Paxton snapped on nine of Adam Vinatieri’s game winning field goals over four seasons, including his game-winning 48-yarder at the end of Super Bowl XXXVI. He famously made a snow angel in the end zone after Vinatieri kicked the 23-yard field goal in overtime that gave the Patriots a 16-13 victory over Oakland Raiders which put them in the 2001 AFC championship game.
JOHN KARRAS: Overlooked in the annals of great Greek-American athletes, Karras was known as the Argo Express as a running back, breaking the legendary Red Grange’s records at the University of Illinois in the early 1950’s before playing briefly for the Chicago Cardinals in the NFL. He was a star in the 1952 Rose Bowl win over Stanford and was featured on the cover of TV Guide for his performance.
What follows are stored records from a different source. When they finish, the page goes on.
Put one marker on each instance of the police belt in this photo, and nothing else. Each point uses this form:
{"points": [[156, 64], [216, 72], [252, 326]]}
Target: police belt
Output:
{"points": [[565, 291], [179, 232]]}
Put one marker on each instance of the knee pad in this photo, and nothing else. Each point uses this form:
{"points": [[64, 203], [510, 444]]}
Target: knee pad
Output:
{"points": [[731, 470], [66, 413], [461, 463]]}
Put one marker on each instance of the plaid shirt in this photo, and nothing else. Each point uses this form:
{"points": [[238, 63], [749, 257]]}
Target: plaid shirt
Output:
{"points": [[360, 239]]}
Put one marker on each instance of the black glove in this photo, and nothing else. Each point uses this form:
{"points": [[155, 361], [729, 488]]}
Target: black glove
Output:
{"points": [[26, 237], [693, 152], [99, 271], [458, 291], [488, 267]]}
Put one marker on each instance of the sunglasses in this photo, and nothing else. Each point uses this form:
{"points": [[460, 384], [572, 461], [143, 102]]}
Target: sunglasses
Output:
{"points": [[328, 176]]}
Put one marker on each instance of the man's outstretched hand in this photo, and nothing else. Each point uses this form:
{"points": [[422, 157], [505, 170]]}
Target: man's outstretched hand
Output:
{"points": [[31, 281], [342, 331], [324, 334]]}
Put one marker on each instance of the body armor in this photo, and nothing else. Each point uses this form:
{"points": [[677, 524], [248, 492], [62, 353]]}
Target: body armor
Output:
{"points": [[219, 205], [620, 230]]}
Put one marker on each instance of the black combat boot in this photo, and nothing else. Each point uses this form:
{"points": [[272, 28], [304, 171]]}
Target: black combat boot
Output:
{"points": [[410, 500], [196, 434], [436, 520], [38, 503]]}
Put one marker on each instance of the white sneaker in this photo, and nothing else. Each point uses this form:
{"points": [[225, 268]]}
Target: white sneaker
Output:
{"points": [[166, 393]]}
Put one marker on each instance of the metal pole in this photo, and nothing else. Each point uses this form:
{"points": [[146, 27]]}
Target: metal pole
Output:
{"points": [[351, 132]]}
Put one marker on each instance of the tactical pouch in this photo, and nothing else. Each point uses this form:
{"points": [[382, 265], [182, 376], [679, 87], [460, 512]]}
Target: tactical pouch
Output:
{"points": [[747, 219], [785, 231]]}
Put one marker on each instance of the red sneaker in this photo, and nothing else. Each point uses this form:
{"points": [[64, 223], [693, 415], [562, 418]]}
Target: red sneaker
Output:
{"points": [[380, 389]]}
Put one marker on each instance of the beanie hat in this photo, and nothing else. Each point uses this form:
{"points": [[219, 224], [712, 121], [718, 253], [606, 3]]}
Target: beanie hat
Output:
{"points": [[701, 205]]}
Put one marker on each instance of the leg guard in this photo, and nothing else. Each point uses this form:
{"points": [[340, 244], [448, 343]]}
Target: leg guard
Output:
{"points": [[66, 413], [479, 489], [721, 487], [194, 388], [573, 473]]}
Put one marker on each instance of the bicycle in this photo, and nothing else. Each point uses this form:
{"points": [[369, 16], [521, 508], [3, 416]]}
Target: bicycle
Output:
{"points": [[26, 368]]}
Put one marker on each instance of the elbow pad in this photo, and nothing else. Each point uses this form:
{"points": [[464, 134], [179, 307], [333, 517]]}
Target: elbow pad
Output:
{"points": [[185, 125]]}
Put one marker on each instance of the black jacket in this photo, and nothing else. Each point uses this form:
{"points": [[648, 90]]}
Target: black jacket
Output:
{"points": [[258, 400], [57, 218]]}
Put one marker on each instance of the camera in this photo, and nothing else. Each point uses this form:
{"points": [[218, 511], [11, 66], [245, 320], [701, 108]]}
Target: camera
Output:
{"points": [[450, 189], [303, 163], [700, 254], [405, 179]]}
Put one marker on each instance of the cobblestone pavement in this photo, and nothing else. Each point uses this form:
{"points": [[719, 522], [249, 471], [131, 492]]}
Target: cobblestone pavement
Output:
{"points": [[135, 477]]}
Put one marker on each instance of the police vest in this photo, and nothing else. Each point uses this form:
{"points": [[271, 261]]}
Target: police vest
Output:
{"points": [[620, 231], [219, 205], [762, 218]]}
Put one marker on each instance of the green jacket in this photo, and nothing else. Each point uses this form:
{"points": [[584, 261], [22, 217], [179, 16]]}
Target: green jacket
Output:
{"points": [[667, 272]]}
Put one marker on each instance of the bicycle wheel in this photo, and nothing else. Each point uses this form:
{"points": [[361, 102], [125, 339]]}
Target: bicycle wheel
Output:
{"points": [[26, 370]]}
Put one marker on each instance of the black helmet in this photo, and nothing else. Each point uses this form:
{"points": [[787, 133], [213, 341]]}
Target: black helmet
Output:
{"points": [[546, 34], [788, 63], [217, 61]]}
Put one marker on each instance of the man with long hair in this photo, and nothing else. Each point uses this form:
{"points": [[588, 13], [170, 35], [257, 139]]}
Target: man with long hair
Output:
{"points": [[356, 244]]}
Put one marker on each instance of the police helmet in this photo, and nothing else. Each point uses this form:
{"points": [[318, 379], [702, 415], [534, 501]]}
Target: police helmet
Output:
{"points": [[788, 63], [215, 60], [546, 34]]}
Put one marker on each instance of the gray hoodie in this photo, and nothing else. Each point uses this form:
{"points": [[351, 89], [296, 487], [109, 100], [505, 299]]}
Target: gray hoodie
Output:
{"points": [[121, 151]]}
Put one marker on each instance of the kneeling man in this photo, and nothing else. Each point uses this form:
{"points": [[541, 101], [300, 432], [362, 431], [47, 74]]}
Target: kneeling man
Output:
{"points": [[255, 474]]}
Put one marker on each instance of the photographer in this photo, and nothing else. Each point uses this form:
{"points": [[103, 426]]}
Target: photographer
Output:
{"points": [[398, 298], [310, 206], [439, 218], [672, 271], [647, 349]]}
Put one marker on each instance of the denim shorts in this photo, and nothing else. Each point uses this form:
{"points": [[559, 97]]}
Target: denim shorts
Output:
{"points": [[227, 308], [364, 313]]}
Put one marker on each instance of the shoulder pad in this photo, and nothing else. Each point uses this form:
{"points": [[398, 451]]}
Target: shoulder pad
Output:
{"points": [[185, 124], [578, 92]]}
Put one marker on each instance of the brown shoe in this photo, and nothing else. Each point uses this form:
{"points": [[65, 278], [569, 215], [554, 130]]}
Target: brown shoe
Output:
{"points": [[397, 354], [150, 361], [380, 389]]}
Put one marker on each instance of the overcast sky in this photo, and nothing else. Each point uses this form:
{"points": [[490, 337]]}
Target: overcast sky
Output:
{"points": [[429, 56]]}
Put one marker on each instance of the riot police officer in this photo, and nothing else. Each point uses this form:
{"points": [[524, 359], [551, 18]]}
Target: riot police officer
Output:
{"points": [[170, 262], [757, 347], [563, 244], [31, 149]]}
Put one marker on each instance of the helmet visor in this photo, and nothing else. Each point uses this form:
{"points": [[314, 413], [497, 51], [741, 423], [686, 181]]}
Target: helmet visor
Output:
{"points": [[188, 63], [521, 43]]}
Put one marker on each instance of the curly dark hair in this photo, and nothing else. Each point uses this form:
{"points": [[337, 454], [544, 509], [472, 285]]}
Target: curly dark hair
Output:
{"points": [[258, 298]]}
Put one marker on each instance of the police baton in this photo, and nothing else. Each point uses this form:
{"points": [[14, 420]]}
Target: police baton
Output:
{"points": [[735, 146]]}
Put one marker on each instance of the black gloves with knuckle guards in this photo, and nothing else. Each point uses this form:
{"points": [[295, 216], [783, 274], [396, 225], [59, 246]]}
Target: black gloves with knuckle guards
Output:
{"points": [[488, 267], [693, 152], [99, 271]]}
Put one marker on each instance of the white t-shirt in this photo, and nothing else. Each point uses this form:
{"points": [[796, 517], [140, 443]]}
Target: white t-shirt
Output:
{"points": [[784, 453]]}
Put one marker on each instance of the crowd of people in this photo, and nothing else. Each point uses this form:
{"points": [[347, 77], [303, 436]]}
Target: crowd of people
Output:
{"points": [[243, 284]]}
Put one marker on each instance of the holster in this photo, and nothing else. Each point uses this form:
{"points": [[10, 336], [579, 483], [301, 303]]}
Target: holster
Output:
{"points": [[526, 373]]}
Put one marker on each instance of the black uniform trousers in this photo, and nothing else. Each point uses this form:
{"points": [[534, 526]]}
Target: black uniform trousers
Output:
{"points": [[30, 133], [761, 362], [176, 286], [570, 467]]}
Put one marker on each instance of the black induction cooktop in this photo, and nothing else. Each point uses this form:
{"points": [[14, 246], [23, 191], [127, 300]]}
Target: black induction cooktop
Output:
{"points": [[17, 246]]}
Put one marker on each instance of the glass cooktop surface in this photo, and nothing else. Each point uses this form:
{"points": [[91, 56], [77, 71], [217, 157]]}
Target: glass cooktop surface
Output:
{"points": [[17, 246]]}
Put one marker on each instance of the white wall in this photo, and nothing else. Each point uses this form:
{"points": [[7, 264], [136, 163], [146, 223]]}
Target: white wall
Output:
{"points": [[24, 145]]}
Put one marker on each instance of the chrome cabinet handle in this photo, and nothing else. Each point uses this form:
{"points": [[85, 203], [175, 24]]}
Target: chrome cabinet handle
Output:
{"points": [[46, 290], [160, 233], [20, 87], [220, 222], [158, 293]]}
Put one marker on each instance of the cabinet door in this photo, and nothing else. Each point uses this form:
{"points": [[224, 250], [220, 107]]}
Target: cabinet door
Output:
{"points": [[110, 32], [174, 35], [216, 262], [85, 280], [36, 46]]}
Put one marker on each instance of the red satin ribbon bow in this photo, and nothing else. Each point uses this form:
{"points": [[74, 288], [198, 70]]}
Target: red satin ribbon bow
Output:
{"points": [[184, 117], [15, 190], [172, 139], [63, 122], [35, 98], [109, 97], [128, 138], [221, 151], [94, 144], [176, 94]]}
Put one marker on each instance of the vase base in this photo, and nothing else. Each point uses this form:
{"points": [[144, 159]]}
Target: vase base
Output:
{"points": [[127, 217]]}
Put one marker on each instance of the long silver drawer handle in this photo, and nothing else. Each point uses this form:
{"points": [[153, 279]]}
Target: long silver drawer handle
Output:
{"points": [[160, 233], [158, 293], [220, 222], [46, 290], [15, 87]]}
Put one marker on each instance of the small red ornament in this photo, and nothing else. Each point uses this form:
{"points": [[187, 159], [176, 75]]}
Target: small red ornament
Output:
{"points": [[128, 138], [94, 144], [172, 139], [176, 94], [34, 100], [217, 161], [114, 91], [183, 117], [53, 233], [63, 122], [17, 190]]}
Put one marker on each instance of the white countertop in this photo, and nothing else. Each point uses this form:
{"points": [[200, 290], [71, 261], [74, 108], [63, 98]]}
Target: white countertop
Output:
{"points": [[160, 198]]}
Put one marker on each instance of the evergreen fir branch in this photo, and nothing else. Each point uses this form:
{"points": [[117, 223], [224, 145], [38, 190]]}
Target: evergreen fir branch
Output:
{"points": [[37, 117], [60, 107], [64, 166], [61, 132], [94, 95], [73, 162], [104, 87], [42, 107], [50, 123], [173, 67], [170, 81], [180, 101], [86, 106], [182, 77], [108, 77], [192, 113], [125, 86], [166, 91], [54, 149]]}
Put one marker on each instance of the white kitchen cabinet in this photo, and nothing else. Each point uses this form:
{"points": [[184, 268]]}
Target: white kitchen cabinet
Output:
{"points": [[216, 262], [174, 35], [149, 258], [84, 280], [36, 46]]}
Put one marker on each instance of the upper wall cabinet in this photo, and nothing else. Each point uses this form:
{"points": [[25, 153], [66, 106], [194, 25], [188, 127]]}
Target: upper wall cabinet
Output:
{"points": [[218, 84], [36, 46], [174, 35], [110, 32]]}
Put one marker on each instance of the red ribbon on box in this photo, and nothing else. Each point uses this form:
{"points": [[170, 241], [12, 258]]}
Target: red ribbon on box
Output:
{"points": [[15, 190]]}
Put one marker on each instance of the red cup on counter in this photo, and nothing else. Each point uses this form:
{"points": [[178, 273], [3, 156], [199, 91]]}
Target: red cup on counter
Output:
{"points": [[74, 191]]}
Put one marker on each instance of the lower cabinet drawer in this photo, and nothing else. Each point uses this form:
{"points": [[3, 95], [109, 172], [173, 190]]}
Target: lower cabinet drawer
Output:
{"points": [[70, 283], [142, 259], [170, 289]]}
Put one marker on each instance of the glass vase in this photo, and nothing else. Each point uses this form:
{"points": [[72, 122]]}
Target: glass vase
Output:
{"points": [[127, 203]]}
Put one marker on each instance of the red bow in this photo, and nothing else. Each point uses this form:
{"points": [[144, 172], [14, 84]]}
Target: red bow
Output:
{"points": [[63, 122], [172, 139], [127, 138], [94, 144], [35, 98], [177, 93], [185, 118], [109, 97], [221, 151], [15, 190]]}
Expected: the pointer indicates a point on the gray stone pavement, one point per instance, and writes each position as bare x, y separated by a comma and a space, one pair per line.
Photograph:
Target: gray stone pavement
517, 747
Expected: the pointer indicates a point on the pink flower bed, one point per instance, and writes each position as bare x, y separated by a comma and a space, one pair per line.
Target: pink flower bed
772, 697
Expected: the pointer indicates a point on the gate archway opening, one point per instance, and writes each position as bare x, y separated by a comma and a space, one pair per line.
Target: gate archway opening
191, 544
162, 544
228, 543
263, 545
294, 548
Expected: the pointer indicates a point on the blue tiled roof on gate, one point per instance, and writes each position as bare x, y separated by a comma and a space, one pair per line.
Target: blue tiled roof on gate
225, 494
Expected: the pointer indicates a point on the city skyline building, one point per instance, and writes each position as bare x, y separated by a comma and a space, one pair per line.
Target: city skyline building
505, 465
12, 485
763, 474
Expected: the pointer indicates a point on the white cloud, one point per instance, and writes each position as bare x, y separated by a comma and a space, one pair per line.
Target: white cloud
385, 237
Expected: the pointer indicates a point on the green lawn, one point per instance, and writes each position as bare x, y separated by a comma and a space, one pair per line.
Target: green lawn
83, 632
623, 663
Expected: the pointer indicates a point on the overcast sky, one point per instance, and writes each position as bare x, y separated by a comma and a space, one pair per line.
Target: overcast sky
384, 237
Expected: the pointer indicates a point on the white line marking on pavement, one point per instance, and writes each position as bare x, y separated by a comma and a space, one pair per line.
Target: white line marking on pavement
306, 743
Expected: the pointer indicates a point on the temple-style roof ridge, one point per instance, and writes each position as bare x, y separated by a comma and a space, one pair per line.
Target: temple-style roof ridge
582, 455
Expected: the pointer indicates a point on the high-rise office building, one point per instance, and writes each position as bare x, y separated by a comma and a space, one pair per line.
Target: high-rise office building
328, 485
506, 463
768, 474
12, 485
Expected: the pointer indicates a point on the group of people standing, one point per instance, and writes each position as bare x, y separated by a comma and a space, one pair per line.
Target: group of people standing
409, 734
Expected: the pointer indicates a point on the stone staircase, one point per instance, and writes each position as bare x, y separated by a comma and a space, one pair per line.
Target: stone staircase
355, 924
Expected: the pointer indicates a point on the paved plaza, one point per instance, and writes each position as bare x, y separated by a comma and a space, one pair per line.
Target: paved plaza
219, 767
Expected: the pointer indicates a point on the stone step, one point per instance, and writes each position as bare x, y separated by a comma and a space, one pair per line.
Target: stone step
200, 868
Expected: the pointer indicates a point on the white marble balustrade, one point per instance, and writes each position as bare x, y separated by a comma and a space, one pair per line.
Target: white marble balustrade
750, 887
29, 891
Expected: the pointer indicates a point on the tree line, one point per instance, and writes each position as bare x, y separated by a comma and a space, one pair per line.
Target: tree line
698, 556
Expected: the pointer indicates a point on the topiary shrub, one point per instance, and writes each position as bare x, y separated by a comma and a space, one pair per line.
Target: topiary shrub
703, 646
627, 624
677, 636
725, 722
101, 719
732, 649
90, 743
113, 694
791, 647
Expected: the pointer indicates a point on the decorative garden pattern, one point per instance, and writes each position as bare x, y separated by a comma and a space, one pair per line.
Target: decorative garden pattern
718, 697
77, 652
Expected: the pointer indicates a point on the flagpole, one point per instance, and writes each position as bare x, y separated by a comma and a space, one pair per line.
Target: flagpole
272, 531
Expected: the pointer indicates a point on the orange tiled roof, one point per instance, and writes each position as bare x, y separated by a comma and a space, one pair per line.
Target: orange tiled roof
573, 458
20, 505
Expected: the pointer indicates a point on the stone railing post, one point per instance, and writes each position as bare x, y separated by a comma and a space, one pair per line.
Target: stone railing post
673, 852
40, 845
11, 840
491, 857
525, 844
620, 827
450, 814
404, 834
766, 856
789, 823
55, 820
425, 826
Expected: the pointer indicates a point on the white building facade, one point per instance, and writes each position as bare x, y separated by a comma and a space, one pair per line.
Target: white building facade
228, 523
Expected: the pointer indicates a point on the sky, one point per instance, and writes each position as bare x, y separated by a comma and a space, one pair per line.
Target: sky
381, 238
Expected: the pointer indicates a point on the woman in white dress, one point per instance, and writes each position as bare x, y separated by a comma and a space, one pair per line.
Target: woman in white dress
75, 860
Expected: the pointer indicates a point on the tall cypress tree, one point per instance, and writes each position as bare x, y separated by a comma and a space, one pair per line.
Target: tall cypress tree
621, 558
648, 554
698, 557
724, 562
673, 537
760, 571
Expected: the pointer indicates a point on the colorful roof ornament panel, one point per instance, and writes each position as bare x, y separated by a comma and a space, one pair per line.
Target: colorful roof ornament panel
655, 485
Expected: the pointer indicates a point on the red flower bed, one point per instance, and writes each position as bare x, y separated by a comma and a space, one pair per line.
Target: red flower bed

He died in 2008.
TONY PASHOS: Another UIllinois alumni, you can’t miss Tony Pashos, who stands 6-6, 320 pounds as an offensive tackle, and speaks fluent Greek. An All Big-Ten player, he has been with the Jacksonville Jaguars, San Francisco 49ers, and Cleveland Browns.
NIKO KOUTOUVIDES: A linebacker standing 6-2, 244 lbs., he played for Purdue and then was drafted by the Seattle Seahawks and has played for the Denver Broncos, Tampa Bay Buccaneers and New England Patriots.
Koutouvides was born in Plainville, Connecticut and attended Plainville High School, where he was a letterman in football. In football, he was named the team’s Most Valuable Player, was an All-Conference selection, and an All-State Honorable Mention selection.
Koutouvides was named first team All-Big Ten by the media and second team by the coaches after starting every game at middle linebacker.
MATT STOVER: A placekicker, Stover, now 43, played for an array of teams in the NFL, including the New York Giants, Cleveland Browns, Baltimore Ravens, and Indianapolis Colts and was a two-time Pro Bowl player and on the Ravens Super Bowl winning team. No player has scored more points for a single franchise than Stover has for the Ravens/Browns and set an NFL record with 372 consecutive extra points.
He is of Greek origin and hails from Dallas and played at Louisiana Tech where he was also a punter and often during the kick-off would drill a 60-yarder through the goal posts at the other end.
Stover is in the top 10 in NFL history in every kicking statistic, including 4th in total field goals made. He retired in 2011, the last remaining member of the original Browns and the fourth-leading scorer in NFL history.
There are a number of others who starred in college, such as Cincinnati QB Zach Collaros, who led the Big East in passing in 2010 and now plays for the Toronto Argonauts of the Canadian Football League.
Andrew Economos, who played for Georgia Tech is the long snapper for the Tampa Bay Buccanneers. Let us know if we’ve missed someone.